Reaction catalysed by CgoX. The formed methyl groups which connect the macrocyclic tetrapyrrole ring are labeled by Greek letters (α,β,γ,δ) and marked in green to highlight them as reaction sites.

Fig. 5

(A) Reaction catalysed by CpfC. Inserted Fe²⁺ is highlighted in green. (B) Active site of CpfC from Listeria monocytogenes (8AT8). The cofactor coproporphyrin III is shown in black with visible propionates labeled (P) for orientation. Catalytically important residues are shown as green lines. On the proximal side a tyrosine residue is located and on the distal side a glutamate and a histidine residue are visible.

Fig. 6

(A) Reaction catalysed by ChdC. Original propionate groups and emerging vinyl groups are labeled (P,V). Sidechains which are reaction sites are marked in green. Included in the reaction is also the three-propionate reaction intermediate MMD. Chemical structure was downloaded from the KEGG compound database (https://www.genome.jp/kegg/compound/), provided by the Bioinformatics Center, Institute for Chemical Research, Kyoto University and the Human Genome Center, Institute of Medical Science, University of Tokyo. The identification code is C22173. (B) Monomeric subunit of ChdC from Corynebacterium diphtheriae (6XUC) with black coproheme cofactor marking the active site. Flexible linker is distinctly colored in cyan (C) Cofactor in the active site with propionates labeled for orientation (P). Visible residues are a histidine and a tyrosine on the distal site and a histidine on the proximal site.

Fig. 7

(A) Crystal structure of BsFrat (2OC6), with highlighted conserved residues in red, conserved antiparallel beta sheet (wheat) and alpha helices (gray). (B) Close Up of conserved antiparallel sheet region (cartoon in wheat), with conserved residues presented as red lines. An additional scheme shows their structural positions in the sheet, according to 2OC6 and the sequence alignment in (C). (C) Results of the multiple sequence alignment of the relevant sequence range, depicted by Berkeley WebLogo.

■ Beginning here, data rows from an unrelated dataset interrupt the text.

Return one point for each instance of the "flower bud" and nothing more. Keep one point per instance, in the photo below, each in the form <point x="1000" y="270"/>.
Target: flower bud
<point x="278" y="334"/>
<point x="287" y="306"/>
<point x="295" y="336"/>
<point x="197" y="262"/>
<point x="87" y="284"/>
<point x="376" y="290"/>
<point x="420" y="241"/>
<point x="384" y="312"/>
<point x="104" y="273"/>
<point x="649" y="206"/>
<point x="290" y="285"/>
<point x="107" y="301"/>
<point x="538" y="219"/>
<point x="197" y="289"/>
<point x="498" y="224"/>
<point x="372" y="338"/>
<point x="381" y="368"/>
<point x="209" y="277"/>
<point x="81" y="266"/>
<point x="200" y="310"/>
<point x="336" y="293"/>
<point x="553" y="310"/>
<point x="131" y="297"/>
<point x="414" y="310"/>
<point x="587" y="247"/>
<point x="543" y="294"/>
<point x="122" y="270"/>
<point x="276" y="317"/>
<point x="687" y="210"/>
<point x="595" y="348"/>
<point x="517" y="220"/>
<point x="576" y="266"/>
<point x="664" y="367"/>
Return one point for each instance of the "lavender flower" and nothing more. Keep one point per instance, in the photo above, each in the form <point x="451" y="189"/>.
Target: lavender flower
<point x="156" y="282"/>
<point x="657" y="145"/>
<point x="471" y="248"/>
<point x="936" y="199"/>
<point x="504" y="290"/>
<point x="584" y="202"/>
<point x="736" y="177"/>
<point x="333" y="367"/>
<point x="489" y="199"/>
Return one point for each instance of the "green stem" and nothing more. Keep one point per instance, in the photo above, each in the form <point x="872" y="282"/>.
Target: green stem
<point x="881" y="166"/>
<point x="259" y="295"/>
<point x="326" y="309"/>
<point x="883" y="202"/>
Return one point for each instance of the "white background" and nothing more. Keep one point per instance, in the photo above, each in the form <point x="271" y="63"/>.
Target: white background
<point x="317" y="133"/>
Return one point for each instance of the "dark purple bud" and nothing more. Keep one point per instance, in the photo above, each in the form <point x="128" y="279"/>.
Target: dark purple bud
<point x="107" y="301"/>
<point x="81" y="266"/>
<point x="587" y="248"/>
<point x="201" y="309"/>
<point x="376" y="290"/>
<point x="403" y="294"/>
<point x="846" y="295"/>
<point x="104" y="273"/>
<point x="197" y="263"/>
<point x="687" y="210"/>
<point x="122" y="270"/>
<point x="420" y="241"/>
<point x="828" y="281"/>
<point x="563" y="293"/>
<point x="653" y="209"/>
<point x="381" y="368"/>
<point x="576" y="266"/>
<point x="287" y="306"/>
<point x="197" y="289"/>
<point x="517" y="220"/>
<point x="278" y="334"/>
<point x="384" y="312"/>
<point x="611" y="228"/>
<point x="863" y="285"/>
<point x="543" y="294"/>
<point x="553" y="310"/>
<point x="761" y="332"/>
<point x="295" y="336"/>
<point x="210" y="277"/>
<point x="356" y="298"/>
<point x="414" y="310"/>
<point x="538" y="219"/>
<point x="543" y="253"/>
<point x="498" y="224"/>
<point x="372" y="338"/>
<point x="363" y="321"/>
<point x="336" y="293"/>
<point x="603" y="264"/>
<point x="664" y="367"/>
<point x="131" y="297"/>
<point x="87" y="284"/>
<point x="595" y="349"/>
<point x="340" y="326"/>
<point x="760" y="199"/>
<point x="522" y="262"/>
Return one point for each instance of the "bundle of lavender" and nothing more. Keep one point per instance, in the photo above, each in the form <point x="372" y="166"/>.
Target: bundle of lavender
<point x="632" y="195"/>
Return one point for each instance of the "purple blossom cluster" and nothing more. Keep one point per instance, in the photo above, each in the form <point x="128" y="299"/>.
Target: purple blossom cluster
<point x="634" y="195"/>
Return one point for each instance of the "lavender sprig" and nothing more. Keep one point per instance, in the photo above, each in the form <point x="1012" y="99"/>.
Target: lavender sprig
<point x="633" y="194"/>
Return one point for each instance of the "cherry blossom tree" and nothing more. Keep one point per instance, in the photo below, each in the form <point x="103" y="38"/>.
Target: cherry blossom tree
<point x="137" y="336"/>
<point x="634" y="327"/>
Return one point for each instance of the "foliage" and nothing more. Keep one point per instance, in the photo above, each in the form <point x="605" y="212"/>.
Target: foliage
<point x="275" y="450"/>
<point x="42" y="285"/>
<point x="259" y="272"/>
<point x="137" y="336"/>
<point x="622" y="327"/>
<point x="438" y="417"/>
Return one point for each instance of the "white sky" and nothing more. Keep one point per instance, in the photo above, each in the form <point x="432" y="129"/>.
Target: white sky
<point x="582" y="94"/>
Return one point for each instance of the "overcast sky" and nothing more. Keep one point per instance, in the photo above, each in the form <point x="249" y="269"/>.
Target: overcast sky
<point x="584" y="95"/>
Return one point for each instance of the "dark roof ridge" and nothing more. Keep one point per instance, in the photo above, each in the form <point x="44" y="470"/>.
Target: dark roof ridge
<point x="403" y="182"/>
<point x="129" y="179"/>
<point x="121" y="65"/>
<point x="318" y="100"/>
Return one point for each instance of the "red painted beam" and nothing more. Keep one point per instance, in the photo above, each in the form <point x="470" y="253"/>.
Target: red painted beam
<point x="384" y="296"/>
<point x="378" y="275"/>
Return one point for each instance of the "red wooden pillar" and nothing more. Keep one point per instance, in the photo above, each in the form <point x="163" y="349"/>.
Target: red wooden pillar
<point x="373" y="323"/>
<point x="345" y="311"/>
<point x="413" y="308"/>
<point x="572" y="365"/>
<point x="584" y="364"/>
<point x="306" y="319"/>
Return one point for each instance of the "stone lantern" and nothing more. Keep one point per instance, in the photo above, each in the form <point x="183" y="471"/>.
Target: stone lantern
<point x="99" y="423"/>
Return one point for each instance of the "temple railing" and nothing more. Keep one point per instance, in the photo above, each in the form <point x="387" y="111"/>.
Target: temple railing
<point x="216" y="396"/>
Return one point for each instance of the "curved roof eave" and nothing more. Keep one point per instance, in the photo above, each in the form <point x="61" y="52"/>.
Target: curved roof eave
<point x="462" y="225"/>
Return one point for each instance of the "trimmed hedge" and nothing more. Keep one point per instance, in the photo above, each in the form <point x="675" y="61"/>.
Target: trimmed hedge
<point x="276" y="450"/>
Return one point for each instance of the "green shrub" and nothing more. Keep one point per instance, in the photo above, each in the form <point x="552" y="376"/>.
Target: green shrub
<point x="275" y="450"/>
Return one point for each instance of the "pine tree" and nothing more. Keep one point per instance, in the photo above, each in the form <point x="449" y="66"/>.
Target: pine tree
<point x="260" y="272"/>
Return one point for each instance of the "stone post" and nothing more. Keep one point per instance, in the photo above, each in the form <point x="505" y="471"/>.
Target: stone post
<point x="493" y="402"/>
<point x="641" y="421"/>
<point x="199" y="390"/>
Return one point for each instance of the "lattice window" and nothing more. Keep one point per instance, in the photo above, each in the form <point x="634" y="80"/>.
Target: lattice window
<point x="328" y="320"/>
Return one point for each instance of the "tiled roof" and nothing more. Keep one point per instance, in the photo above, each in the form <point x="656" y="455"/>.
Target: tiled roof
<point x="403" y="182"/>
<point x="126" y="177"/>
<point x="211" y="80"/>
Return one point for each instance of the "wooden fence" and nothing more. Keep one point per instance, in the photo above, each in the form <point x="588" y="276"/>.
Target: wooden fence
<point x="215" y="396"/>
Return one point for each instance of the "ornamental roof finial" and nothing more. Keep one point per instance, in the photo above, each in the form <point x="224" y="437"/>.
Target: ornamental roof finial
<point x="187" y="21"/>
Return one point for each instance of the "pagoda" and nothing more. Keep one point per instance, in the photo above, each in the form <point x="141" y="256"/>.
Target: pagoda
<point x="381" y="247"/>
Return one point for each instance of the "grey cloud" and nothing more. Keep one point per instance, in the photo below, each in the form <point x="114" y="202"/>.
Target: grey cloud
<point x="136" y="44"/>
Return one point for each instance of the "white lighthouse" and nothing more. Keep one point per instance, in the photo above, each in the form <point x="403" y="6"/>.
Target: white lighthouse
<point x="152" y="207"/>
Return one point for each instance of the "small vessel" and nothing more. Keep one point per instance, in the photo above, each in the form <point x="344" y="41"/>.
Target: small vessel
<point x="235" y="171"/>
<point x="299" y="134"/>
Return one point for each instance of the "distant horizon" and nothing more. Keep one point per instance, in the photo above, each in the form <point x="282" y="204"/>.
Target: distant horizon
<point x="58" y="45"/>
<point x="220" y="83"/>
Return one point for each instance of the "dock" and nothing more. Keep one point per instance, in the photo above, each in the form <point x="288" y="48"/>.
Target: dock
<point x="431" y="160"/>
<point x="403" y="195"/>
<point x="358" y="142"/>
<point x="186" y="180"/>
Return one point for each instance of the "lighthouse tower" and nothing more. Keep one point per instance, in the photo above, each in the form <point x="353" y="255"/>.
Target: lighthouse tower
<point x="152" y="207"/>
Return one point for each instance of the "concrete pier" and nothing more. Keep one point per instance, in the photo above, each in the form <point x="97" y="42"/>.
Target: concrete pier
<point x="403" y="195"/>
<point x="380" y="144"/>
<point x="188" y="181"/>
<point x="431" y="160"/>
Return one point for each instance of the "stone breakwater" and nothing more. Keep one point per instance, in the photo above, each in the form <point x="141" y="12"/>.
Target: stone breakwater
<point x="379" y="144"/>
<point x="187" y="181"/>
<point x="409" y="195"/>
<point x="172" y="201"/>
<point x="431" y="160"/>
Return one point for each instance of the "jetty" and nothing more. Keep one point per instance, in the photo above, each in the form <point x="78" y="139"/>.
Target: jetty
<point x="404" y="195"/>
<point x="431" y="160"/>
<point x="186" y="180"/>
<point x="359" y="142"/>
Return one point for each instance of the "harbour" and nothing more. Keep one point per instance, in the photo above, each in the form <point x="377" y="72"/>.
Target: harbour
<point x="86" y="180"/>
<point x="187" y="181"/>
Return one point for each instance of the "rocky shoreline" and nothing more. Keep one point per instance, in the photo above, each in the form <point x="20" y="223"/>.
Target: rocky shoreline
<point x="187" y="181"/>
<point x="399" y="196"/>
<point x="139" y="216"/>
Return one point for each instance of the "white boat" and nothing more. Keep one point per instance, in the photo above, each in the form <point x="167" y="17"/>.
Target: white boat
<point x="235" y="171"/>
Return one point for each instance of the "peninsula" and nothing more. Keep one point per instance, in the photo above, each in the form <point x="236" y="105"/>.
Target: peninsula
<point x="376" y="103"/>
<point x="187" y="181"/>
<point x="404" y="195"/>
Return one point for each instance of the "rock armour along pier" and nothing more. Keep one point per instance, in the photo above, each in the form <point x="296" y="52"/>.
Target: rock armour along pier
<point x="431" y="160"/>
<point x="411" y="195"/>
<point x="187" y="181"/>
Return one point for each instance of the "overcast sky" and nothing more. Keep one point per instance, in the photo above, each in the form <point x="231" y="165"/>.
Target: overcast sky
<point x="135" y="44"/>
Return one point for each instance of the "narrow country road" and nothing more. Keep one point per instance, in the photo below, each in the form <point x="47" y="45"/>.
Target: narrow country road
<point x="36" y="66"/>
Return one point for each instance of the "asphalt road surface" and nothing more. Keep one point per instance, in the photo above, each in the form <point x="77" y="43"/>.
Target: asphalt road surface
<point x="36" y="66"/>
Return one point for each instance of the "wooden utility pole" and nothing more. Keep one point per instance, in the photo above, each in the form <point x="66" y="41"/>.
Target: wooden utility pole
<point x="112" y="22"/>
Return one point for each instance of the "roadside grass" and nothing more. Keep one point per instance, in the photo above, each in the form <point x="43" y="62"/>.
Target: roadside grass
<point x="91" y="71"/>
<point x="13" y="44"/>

The conserved leucine residue is at alignment position 299, the conserved tyrosine/tryptophan residue at 305, proline at 308 and glycine at 331.

Fig. 8

Known frataxin and CyaY crystal structures in cartoon depiction and from the same perspective to allow comparison of metal binding sites. Structures include: Apo-frataxin from Homo sapiens (splitpea) with possible residues involved in metal binding highlighted in red (1EKG), apo-frataxin from Bacillus subtilis (black) (2OC6), Co²⁺ bound frataxin from Saccharomyces cerevisiae (lightpink) and Co²⁺ in cyan (3OER), Fe²⁺ bound frataxin from Saccharomyces cerevisiae in (lightpink) and Fe²⁺ in orange (4EC2), Co²⁺ bound CyaY from Escherichia coli (marine) and Co²⁺ in cyan (2EFF), Eu³⁺ bound CyaY from Escherichia coli (marine) and Eu³⁺ in black (2P1X), Co²⁺ bound CyaY from Psychchromonas ingrahamii (lightorange) and Co²⁺ in cyan (4LK8), Eu³⁺ bound CyaY from Psychchromonas ingrahamii (lightorange) and Eu³⁺ in black (4LP1).

Fig. 9

(A) Active sites of coproporphyrin ferrochelatases and overall monomeric structure, represented for LmCpfC (blue). (B) Active sites and orientation of flexible loop regions for various coproheme decarboxylases and overall pentameric structure with highlighted subunit, represented for LmChdC (magenta).